Depuis son élection en mai 2007, Nicolas Sarkozy a usé et abusé de diplomatie atomique. A chacune de ses visites à l’étranger, il a tenté de promouvoir la filière nucléaire française, et sans se soucier de la stabilité politique des pays concernés, et encore moins de leur régime démocratique : la Libye, l'Algérie, la Tunisie, l'Afrique du Sud, l'Inde, l'Arabie Saoudite, Abou Dhabi, l'Egypte, et même l'Iran ont droit au nucléaire civil, surtout s'il est français.
Or le nucléaire est une énergie qui pose de nombreuses questions. On ne se remet pas d’un accident de centrale. On ne sait pas recycler les déchets. On contrôle mal les adaptations militaires de la technologie civile. Et on oublie souvent que l’énergie nucléaire ne provient pas d’un miracle. Il lui faut de l’uranium, un minerai précieux qu’il faut dénicher, extraire et contrôler dans des pays en voie de développement.
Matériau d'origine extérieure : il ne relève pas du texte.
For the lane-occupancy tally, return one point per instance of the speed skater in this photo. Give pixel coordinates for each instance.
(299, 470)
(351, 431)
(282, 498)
Pourquoi Nicolas Sarkozy insiste-t-il autant ? Primo, la France a des atouts en la matière. Ses entreprises (AREVA, EDF) sont très bien placées. La seule AREVA représente 75 000 collaborateurs et 15 milliards d’euros de chiffre d’affaires. Le président, comme tous les présidents français, aime défendre les champions nationaux. Ensuite, le Monarque croit avoir trouver une issue idéologique à un modèle intenable : l’épuisement des ressources naturelles, et les enjeux de pollution qui l’accompagnent, ont décrédibilisé au moins partiellement la perspective d’une croissance économique sans limite. Depuis un an, Sarkozy tente d’être offensif contre le spectre de la décroissance. Il avait confié à Chantal Jouanno, son ancienne conseillère à l’écologie devenue secrétaire d’Etat en juin dernier, le soin de poser les bases de ce que devrait être l’écologie et le développement durable version UMP. Lundi à Paris, il a rappelé sa (déjà) vieille thèse : « Les idéologies de la décroissance sont des idéologies égoïstes qui veulent maintenir les pauvres dans la pauvreté ». dans ce combat, il croit que la promotion du nucléaire lui permet d’éviter toute remise en cause du modèle économique sous-jacent, tout en répondant à la question de l’épuisement des énergies fossiles : « L'énergie nucléaire, couplée aux énergies renouvelables, est seule à même de préserver le climat et doit être développée hors du club de pays riches qu'est l'Organisation de coopération et de développement économiques ».
Le voici donc qui demande à la communauté internationale de se mobiliser pour la propagation du nucléaire dans le monde : « La situation actuelle revient, en fait, à condamner les pays à une énergie plus chère et plus polluante». a-t-il dit. « Exigeons que la Banque mondiale, que la BERD, que les banques de développement s'engagent résolument dans le financement d'une énergie nucléaire civile propre. » Au prix d’une immense confusion affirmée avec leculot monstre dont il a le secret, il n’hésite pas à assimiler le nucléaire aux énergies renouvelables. Aurait-il trouvé une solution au recyclage des déchets ?
Au passage, le Monarque a voulu donner un coup de pouce à la filière française, plantée en janvier dernier par les Emirats Arabes Unis qui lui préférèrent un consortium coréen pour la construction de ses futures centrales: « aujourd'hui, le marché ne classe que selon le critère du prix ». A relire l’histoire de cette échec français, Abou Dhabi a pourtant considéré que la sécurité était équivalente entre les deux projets français et coréen. L’EPR, le fleuron national que la France tente de vendre à l’étranger, pâtit surtout de son prix prohibitif, assorti de ses retards de fabrication dans ses deux seules implantations (3 milliards d’euros de surcoût en Finlande). Sans parler de la critique récente des autorités de régulation française, britannique et finlandaise sur ses normes de sécurité.